Over the course of their lifetime, girls and women have a lot of unwanted sex.
The term “unwanted sex” is used in many different ways. I’m using it to refer to sexual activities that are seemingly consensual but unwanted. It is so common that in a recent study of sexual pleasure, researchers changed their focus because every participant talked about navigating unwanted sexual experiences. Principal researcher Dr. Emily Thomas notes that “While some women spoke about faking orgasm in positive ways, for instance, as a pleasurable experience that heightened their own arousal, many talked about feigning pleasure in the context of unwanted and unpleasurable sexual experiences.” Another study finds that girls feel less empowered to say “no” to unwanted sex than boys, and this does not vary by race or ethnic group. An older study finds that American women “consent” to higher rates of unwanted sex than women in Russia or Japan.
Unwanted sex has become a part of everyday living, and while it seems harmless on the surface, it actually lays the cultural foundation for rape. When we as a society believe that women are obligated to have sex, even when they don’t actively want to, it adulterates consent. Instead of viewing sexual consent as a two way street, we view it as an exchange where a man has an unspoken right to have sex with a woman unless she actively protests it.
In other words, the norm of unwanted sex in our society sets the consent default to rape.
How and why is unwanted sex reinforced as the norm?

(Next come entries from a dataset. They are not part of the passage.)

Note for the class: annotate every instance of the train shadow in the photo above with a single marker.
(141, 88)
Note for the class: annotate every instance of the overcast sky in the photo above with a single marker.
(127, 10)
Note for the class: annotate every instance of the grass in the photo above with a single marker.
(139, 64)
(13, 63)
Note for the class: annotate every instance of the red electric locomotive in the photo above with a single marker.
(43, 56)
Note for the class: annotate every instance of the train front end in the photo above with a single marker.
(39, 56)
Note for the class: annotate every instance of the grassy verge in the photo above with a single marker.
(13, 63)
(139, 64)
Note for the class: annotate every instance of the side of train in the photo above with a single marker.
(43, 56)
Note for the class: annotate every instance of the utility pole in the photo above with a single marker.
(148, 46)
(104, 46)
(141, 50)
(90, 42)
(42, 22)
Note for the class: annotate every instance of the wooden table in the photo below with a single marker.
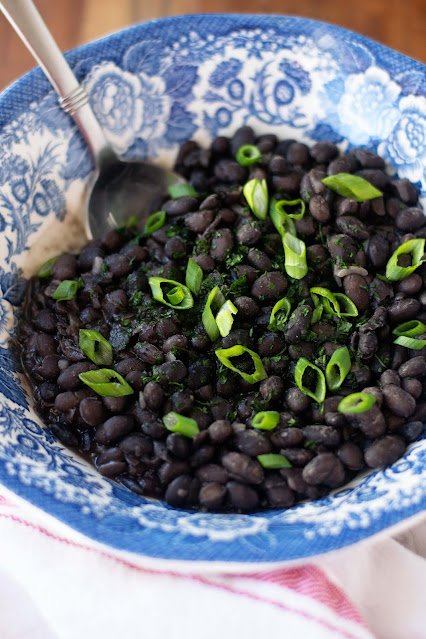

First, gendered societal expectations that are taught from a very young age establish men as “pushers” of sex and women as “gatekeepers.” This plays out in numerous scenes in movies and television programs, as well as pornography proper. Secondly, we learn early that women’s sexuality exists for men’s consumption through images of sexually objectified girls and women in popular culture. Cultural acceptance of women as sex objects also establishes men as the great validators of women’s worth. One study finds that women who fear their partners will lose interest in them if they don’t have sex are the most likely to “consent” to unwanted sex. The pusher/gatekeeper roles and the gendered pleasure hierarchy dictate decisions that often entail unwanted sex.
If we want to dismantle the house of rape culture, we have to start by eradicating its foundational pillars – the normalization of women’s sexual objectification, gendered sexual roles, the de-prioritization of women’s sexual pleasure, and unwanted sex.